Claimant used poor judgment in failing to report the electrical shock of his co-worker and in failing to de-energize the electrical panel and to wear protective gear at the stage of work in which he was engaged. This conduct may have been sufficient to discharge him from employment, but it does not rise to the level of willful or deliberate conduct sufficient to deny him unemployment compensation. Point one is granted.
The order of the Commission is reversed and the case is remanded.
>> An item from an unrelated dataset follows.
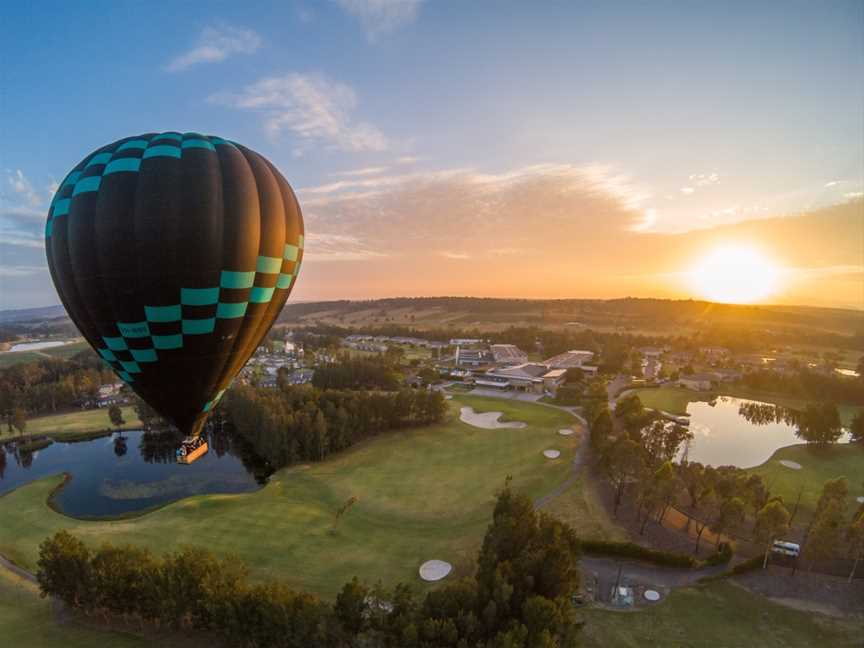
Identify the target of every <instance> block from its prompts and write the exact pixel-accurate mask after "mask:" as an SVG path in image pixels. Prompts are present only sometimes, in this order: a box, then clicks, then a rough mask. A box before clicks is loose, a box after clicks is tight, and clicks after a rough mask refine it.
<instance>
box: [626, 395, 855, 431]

1. All further statutory references will be to RSMo (Cum.Supp.2006), unless otherwise indicated.
2. He had previously worked an additional twenty years at the same site when it was owned by a different corporation.
3. This definition was added to the statute in 2006. It codifies the definition of misconduct set out in 76 Am.Jur.2d Unemployment Compensation § 52 (1975), that Missouri courts had previously used. See, e.g., McClelland v. Hogan Personnel, LLC, 116 S.W.3d 660, 664 (Mo.App.2003); Pemiscot Hosp. v. Missouri Labor & Ind., 897 S.W.2d 222, 225 (Mo.App.1995); Continental Research v. Labor & Indus. Rel., 708 S.W.2d 749, 750 (Mo.App.1986).
KATHIANNE KNAUP CRANE, Judge.
GLENN A. NORTON, P.J. and GEORGE W. DRAPER III, J., concur.